Last week in the Dáil he made the astounding statement that our "silly old system is outdated" that we should "correct the software and move forward" and that we are a "laughing stock with our silly old pencils".

Last year he also referred to pencils as the Irish Times said: 'In what could only be taken as a reference to the Kildare bypass - where a rare snail's habitat was discovered, and the proposed M3 in Co. Meath which passes through an area of significant archaeology - Mr. Ahern said: "in other countries they just get on with things.

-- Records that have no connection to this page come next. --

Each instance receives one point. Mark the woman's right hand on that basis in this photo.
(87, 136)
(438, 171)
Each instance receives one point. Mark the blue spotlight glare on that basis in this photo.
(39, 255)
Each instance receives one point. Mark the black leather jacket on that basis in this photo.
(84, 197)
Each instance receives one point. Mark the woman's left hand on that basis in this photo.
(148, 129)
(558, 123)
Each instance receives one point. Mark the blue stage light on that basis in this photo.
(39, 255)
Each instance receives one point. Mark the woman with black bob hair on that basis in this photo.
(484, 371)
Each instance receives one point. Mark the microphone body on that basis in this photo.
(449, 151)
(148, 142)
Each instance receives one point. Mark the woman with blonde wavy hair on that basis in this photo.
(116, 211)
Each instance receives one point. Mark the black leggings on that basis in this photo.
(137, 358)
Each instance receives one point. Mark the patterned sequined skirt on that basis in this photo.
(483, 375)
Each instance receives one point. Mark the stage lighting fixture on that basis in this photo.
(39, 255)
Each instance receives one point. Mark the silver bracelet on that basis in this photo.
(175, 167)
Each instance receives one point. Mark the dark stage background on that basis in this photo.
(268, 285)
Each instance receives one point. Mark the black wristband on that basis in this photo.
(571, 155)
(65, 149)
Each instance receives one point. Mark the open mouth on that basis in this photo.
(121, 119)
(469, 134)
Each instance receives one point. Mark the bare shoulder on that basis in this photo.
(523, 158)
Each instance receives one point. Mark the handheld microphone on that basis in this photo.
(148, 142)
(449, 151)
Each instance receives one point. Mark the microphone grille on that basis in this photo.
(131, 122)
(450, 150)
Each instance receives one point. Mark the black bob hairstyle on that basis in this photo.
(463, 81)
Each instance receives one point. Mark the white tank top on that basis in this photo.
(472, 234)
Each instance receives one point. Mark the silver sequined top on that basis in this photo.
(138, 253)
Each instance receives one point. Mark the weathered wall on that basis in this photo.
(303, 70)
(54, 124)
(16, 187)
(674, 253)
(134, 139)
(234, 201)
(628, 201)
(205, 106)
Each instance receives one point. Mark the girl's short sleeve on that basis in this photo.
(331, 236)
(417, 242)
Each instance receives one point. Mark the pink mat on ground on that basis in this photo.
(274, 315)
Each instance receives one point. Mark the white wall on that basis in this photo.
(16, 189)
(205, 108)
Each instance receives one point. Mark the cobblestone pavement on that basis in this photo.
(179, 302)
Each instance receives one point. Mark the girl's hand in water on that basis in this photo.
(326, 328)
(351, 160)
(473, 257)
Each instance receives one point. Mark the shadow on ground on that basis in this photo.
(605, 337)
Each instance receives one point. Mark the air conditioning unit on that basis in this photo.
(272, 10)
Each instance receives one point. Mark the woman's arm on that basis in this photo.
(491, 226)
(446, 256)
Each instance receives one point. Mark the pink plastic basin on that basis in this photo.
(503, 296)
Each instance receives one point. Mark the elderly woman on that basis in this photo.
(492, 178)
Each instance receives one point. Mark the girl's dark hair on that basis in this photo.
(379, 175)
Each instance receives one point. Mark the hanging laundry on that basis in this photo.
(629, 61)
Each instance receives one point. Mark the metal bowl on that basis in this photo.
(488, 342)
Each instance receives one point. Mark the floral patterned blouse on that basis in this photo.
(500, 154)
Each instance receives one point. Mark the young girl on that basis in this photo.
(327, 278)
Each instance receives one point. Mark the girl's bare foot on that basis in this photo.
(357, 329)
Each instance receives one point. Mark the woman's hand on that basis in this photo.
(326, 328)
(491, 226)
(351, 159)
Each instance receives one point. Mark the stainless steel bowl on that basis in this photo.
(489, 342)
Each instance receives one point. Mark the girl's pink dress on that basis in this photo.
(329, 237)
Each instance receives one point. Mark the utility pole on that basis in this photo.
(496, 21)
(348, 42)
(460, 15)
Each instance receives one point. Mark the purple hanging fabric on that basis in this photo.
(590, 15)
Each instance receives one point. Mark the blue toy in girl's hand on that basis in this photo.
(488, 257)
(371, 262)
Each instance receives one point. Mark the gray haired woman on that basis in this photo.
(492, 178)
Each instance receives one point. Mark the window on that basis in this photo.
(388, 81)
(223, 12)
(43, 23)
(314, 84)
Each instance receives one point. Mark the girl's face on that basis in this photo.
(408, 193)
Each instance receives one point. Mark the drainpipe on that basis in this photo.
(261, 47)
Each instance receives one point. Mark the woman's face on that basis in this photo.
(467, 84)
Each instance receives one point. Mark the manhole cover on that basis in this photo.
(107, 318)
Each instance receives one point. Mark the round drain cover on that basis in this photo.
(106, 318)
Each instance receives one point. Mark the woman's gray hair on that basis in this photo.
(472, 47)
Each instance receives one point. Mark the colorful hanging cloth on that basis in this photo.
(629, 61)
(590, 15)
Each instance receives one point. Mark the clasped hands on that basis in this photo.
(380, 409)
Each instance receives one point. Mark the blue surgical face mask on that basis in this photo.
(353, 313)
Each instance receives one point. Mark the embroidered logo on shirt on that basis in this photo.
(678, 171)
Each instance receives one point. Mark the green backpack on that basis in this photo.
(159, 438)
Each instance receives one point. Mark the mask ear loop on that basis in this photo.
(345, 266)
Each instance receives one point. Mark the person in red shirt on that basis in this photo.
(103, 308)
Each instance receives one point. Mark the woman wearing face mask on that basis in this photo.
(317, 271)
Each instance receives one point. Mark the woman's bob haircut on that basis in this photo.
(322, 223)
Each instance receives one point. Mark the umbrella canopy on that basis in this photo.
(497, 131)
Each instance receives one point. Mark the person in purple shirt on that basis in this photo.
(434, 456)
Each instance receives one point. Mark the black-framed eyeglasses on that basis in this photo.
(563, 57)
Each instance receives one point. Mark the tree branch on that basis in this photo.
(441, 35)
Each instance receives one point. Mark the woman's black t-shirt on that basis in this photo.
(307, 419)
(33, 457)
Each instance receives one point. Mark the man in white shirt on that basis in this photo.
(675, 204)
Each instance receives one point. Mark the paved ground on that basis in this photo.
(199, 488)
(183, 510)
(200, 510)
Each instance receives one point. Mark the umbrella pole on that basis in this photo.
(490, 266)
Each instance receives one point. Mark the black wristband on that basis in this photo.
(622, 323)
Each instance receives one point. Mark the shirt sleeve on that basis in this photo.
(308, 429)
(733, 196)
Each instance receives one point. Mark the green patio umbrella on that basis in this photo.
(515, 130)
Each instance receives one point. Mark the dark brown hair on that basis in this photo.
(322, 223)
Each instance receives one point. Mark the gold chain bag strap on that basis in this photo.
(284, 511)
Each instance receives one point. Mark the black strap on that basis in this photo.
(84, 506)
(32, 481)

If you take a pencil and account for things like snails and archaeology you will never do anything". (Tim O'Brien, Irish Times, September 30 2005).

If someone did use a pencil for the route of the M3 it must have been late at night on the back of an envelope in a pub, the pencil then slipped and the route to be most avoided was chosen by mistake. There is no other explanation for such an idiotic route - or is there?

Our Taoiseach also faulted the opposition for changing their minds on the issue of electronic voting, unlike him they had the sense to listen to the experts.

Finally, in other countries they do not "just get on with things" - in Gran Canaria when the route of a major highway unearthed a Guanche graveyard containing 1,000 skulls the Spanish government moved the road.

This government should put its hands up and admit that a monumental planning mistake has been made or put their trust in those great voting machines and hold an e-referendum on the round-the-bend route of the M3.

Dr. Muireann Ní Bhrolcháin

© The Meath Chronicle, 4th. November 2006.